Untuk mengatasi hal ini, para peneliti menggunakan pencetakan 3D untuk membuat bagian-bagian dengan bentuk yang rumit, dan ini dapat diintegrasikan dengan tengkorak EVA.
“Suatu hari saya sedang mengurus bisnis saya sendiri ketika EVA tiba-tiba memberi saya senyum lebar dan ramah,” kata Lipson. "Saya tahu itu murni mekanis, tetapi saya menemukan diri saya secara refleks tersenyum kembali."
Memprogram AI
Tim kemudian bergerak maju untuk memprogram AI yang mengaktifkan gerakan wajah EVA. Robot mengandalkan AI pembelajaran mendalam untuk "membaca" dan kemudian meniru ekspresi manusia di dekatnya, dan EVA belajar dengan coba-coba saat menonton videonya sendiri.
Menurut Boyuan Chen, mahasiswa PhD Lipson yang memimpin fase perangkat lunak, gerakan wajah EVA terlalu rumit untuk diatur oleh aturan yang telah ditentukan sebelumnya, sehingga beberapa jaringan saraf pembelajaran mendalam digunakan untuk membuat otak EVA.
Otak robot pertama-tama harus belajar menggunakan sistem otot mekanisnya yang kompleks untuk menghasilkan ekspresi wajah, dan kemudian harus belajar cara "membaca" wajah manusia untuk kemudian menirunya.
Tim memfilmkan EVA membuat wajah acak selama berjam-jam, dan kemudian jaringan saraf internal EVA belajar untuk memasangkan gerakan otot dengan rekaman video, yang berarti ia merasakan bagaimana wajahnya sendiri beroperasi.
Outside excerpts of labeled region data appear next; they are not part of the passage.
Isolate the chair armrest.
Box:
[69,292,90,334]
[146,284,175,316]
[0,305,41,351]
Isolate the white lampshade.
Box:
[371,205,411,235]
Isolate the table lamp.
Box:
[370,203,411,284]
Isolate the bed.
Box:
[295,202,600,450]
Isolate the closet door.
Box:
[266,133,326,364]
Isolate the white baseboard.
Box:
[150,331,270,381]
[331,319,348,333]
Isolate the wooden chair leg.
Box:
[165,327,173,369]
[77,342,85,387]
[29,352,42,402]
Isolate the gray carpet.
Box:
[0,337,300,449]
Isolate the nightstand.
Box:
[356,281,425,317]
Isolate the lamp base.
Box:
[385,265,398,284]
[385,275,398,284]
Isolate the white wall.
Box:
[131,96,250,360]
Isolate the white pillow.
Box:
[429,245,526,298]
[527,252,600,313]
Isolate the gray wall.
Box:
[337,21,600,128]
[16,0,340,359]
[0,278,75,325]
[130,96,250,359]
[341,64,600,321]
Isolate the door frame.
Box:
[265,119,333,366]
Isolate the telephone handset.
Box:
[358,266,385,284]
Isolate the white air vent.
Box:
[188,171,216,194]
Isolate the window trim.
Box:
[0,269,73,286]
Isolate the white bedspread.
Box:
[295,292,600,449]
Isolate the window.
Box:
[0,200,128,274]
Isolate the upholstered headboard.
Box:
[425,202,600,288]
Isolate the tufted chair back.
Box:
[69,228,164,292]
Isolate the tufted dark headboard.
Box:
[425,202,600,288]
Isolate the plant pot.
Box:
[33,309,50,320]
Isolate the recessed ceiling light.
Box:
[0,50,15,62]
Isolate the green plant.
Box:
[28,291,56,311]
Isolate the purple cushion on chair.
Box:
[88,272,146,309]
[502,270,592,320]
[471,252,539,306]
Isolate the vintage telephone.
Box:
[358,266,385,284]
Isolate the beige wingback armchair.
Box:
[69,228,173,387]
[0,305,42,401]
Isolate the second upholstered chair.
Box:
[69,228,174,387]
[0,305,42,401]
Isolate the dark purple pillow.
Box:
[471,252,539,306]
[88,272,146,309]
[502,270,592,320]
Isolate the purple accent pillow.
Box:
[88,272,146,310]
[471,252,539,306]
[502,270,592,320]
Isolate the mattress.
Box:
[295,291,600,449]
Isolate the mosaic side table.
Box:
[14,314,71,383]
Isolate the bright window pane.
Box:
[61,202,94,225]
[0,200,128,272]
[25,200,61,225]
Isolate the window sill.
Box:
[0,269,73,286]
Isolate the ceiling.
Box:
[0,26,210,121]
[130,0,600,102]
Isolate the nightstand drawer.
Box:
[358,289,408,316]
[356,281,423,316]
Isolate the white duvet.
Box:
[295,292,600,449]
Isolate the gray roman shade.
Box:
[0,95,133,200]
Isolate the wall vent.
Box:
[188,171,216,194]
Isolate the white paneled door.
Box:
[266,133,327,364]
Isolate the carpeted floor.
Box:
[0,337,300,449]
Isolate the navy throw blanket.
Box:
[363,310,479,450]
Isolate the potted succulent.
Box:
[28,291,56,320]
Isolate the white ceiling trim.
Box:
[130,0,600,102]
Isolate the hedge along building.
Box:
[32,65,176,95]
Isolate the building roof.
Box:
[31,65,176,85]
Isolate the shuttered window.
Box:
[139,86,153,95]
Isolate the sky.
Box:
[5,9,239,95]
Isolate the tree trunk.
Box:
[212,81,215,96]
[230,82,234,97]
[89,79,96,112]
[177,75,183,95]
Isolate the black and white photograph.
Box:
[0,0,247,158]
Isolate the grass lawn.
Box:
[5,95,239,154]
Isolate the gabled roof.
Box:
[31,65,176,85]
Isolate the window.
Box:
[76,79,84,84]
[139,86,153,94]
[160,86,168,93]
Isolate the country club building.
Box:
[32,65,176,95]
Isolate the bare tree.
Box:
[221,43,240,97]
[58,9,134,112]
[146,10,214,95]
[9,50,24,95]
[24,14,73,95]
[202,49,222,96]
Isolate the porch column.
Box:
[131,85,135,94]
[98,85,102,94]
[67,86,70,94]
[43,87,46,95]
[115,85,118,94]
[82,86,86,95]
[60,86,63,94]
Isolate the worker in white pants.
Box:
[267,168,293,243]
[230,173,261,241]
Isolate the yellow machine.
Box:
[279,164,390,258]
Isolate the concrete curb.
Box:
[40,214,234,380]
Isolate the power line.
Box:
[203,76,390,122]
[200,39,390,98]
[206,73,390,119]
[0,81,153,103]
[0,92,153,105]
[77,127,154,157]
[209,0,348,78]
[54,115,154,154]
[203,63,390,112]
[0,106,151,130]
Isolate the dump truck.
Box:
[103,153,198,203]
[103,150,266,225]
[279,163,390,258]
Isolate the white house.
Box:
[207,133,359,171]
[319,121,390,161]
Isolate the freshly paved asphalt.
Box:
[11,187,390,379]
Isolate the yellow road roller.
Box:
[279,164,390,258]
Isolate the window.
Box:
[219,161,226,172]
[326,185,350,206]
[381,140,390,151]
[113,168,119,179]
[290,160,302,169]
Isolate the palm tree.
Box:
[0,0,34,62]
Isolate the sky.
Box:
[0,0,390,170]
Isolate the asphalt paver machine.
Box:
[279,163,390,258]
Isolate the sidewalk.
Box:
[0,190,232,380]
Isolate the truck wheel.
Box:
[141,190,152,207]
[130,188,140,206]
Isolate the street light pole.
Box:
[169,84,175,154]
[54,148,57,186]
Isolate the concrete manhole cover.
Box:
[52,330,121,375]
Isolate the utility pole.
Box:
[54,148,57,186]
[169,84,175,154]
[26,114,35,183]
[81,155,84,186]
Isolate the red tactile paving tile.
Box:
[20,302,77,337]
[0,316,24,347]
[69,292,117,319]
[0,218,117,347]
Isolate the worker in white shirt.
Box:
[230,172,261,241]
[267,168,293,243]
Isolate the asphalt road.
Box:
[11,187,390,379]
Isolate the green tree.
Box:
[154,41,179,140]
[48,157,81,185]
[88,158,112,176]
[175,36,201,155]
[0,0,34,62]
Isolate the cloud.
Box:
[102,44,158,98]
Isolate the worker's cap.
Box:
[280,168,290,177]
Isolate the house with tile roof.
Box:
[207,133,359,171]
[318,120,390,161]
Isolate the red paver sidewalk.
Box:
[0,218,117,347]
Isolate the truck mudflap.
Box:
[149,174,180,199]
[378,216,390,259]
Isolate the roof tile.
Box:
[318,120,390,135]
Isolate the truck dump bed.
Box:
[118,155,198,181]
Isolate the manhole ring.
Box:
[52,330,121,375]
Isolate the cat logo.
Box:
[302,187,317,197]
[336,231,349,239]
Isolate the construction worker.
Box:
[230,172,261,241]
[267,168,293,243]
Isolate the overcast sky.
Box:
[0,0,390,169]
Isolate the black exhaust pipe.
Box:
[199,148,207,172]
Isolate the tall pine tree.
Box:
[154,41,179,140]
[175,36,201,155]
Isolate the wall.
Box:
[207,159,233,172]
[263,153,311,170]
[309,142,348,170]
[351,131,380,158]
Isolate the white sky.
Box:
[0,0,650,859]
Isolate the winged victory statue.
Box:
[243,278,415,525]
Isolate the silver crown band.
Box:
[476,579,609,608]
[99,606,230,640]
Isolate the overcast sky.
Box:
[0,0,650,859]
Jaringan kedua kemudian digunakan untuk mencocokkan citra dirinya sendiri dengan wajah manusia, dan setelah beberapa penyesuaian, EVA dapat membaca gerakan wajah manusia dari kamera dan kemudian merespons dengan meniru ekspresi wajah yang sama.
Jenis robot ini dapat digunakan di tempat-tempat seperti rumah sakit, sekolah, dan rumah.
“Ada batasan seberapa banyak kita sebagai manusia dapat terlibat secara emosional dengan chatbot berbasis cloud atau speaker rumah pintar tanpa tubuh,” kata Lipson. "Otak kita tampaknya merespons robot dengan baik yang memiliki semacam kehadiran fisik yang dapat dikenali."
“Robot saling terkait dalam hidup kita dalam berbagai cara, sehingga membangun kepercayaan antara manusia dan mesin menjadi semakin penting,” tambah Chen.